Synopses & Reviews
Review
“Being has ‘no unbearable lightness’ here. The poems are fat (a recurring word) with memory, love, humor (don’t miss the poem about poetry, ‘Building an Outhouse’), the world (the poet’s parents, wife, children, the goats, chickens, cats, frogs, fox). And there are many nourishing servings of sound and sense, all, as in the huge “The Fat of the Land,’ a feast set against ‘the noncaloric dark.’ And yes, there are, during this picnic of a book, times when lightning strikes and the hair rises.”
—Mona Van Duyn
Review
“What a fine, true poet Wallace is! I recognize so much here with delight and am grateful to have it said at last.”
—May Sarton
Review
“Again we have what we have come to expect with pleasure from Ronald Wallace: wit, intelligence, originality, and a growing and deepening insight into the mysteries of daily life.”
—David Wagoner
Synopsis
Wallace’s poems cover the range of human experience: music, religion, sex, art, childhood, adolescence, nuclear war, illness, and death. But it’s in his wit and good humor, against undercurrents of sorrow and grief that best characterize his poetry: part Emily Dickinson, and part Harpo Marx; part Woody Allen, and part Robert Frost.
About the Author
Ronald Wallace is the author of seven books of poetry, including:
Long for This World: New and Selected Poems; The Uses of Adversity; Time's Fancy; and
People and Dog in the Sun.

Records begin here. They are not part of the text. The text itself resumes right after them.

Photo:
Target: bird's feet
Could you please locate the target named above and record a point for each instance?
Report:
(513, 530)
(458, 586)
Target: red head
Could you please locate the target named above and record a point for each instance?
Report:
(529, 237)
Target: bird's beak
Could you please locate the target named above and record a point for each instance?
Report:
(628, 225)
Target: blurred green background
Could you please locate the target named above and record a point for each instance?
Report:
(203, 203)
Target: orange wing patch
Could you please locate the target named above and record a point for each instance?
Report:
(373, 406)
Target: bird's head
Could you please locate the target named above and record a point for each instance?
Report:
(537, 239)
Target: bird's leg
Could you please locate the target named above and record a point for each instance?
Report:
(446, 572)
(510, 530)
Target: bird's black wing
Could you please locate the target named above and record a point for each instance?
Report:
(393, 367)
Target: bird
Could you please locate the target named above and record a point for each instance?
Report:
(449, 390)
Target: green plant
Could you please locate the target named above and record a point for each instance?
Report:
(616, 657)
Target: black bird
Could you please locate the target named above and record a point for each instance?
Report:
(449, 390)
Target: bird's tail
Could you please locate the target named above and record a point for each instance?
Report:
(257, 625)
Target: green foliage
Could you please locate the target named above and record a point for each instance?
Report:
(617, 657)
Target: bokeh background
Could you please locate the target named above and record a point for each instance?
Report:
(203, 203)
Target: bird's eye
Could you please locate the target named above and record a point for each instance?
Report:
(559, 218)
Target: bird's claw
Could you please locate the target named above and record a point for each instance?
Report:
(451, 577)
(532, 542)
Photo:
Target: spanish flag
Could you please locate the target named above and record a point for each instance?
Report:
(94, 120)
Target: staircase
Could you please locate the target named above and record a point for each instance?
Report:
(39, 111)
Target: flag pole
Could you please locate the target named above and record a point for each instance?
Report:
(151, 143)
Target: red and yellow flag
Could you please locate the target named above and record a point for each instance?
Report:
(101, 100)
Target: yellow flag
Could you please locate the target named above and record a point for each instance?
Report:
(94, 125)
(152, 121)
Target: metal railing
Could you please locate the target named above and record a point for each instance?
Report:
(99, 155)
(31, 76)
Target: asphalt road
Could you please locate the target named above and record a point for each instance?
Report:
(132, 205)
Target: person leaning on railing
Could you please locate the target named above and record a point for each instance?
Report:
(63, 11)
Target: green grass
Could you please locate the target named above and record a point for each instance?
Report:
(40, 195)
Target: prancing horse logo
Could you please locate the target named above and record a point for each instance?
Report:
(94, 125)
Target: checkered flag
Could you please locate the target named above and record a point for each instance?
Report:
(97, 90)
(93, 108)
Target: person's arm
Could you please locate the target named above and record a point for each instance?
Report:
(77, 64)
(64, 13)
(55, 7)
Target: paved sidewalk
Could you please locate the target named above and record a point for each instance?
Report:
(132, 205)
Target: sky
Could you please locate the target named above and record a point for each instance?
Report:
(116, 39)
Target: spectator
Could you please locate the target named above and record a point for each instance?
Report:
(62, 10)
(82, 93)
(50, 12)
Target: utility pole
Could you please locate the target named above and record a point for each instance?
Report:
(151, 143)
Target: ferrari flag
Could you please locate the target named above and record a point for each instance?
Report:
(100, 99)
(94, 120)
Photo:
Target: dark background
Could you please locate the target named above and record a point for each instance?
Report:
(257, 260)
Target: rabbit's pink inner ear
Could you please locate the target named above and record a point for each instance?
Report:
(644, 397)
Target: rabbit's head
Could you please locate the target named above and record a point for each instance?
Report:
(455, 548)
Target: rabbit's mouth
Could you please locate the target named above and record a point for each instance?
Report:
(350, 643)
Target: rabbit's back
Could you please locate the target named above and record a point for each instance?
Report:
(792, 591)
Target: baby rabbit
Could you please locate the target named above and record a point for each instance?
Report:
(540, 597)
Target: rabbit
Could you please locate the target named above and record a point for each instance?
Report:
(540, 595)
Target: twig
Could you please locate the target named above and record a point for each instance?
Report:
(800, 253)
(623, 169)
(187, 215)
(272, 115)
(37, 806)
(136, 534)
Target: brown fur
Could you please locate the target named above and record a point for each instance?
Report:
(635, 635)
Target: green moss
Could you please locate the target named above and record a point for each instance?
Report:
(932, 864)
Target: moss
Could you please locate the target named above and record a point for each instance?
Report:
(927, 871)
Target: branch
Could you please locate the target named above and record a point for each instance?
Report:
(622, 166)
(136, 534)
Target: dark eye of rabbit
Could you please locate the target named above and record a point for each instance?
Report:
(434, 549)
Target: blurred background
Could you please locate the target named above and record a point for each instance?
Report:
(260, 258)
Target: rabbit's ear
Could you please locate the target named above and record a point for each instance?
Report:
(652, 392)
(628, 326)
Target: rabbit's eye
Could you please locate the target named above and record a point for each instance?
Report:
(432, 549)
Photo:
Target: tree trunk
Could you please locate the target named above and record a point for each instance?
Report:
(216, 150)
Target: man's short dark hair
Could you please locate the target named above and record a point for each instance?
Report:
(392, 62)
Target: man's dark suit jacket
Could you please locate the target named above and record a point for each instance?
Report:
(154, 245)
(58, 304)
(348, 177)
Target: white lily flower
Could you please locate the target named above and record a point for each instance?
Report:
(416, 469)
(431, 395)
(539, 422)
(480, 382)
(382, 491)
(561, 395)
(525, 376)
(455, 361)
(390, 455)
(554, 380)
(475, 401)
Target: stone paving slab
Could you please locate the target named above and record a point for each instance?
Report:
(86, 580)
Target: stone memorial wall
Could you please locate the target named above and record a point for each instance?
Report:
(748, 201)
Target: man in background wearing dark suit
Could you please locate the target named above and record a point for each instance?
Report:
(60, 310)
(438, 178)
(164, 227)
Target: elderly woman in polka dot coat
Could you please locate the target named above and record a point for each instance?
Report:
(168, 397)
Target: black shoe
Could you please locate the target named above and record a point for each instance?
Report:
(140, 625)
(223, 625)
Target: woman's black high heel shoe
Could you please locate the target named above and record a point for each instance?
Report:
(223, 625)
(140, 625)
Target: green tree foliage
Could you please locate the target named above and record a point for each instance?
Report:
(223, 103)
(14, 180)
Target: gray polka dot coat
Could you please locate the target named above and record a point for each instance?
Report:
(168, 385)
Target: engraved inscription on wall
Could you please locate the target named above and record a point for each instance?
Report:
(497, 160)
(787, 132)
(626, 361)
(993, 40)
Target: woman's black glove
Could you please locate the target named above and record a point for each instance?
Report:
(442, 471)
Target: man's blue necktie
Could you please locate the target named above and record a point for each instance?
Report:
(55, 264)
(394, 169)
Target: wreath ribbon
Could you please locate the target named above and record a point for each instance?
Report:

His works of literary criticism include:
God Be with the Clown: Humor in American Poetry; The Last Laugh: Form and Affirmation in the Contemporary American Comic Novel; and
Henry James and the Comic Form. Wallace is Halls-Bascom Professor of English, Felix Pollak Professor of Poetry, and codirector of the creative writing program at the University of Wisconsin-Madison.